Mark’s disclosure was a disappointment, but she wasn’t ready to abandon her hope in that direction. “The police may have other methods for identifying him. Speaking of which, one or more of them is going to turn up here at any minute.”
“Meaning you’d like me not to be naked when they do.” He nodded in her direction with a wide grin. “How about you? Wouldn’t you, uh, like to greet them in something more than that sleep shirt, sexy though it is?”
Clare took his advice. When a police cruiser pulled up in front of the house, she was ready for it, having traded the sleep shirt for jeans and a Saints T-shirt. Mark had managed to get on nothing more
than his pants and his amulet strung back over his head, resting on his bare chest where he insisted it belonged.
When the buzzer sounded, they went together to the front door. The solitary, uniformed officer they admitted into the living room was a tall, darkly handsome man.
“Officer Martinez.” He looked from Clare to Mark. “And you?”
They gave him their names, which he jotted down in a small notebook, along with Clare’s information that she was the owner of the house. He looked so young, as if he was fresh out of the police academy. She couldn’t help wondering how helpful he would be to them.
“I understand you folks have had some trouble here. Suppose you tell me about it, and I’ll see what I can do.”
Clare let Mark do most of the talking since it was he who had discovered the intruder and tangled with him. It was unfortunate that his explanation omitted all previous knowledge of the subject. But, as they had both agreed, the circumstances of their involvement made it necessary. Otherwise, they would have been suspects themselves. Besides, anything they had learned so far was still just conjecture. There wasn’t any actual evidence that their intruder was a killer after Mark’s amulet.

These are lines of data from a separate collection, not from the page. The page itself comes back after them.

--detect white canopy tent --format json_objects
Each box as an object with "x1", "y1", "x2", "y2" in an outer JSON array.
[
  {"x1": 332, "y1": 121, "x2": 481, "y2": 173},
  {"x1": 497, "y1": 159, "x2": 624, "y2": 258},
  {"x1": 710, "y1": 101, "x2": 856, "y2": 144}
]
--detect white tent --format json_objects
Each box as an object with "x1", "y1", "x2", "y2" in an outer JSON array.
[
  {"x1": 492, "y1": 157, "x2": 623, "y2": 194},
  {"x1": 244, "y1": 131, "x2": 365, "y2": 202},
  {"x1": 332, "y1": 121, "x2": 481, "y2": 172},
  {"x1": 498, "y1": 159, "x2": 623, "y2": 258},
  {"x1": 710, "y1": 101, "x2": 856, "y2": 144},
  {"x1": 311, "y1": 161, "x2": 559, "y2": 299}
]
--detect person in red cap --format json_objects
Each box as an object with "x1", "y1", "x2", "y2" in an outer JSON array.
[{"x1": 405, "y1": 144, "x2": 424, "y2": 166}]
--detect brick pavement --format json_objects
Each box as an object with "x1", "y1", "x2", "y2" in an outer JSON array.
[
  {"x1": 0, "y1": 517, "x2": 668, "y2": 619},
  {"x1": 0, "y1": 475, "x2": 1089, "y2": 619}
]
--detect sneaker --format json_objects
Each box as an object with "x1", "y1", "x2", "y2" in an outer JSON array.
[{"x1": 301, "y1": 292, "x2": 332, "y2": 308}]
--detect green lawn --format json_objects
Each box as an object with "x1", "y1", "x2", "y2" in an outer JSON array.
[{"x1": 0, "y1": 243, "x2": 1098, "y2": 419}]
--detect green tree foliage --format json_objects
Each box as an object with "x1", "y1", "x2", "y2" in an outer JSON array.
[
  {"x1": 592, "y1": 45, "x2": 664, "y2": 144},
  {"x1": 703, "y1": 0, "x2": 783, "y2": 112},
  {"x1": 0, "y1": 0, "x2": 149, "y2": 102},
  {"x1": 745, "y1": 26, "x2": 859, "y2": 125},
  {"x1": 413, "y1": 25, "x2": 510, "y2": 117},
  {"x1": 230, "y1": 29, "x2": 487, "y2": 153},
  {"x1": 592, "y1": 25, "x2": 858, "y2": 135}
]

“Any chance you can describe him?” Officer Martinez wanted to know when Mark had finished with his account.
“Too dark.”
The policeman nodded regretfully, closing his notebook with a brisk “Let’s have a look at the scene where this confrontation happened.”
Clare led the way into the guest room. Martinez glanced around, noticing a chair that had been overturned in the fight before paying particular attention to the knife they had left where it landed on the floor.
“Yours or the thief’s?” he asked Mark.
“His.”
“Well, there should be plenty of prints here, especially on the knife. I’ll have to get the techs in to dust for them.”
Mark shook his head. “No good. He was wearing gloves.”
“That’s too bad. Still, the knife might tell the lab something. You never know.”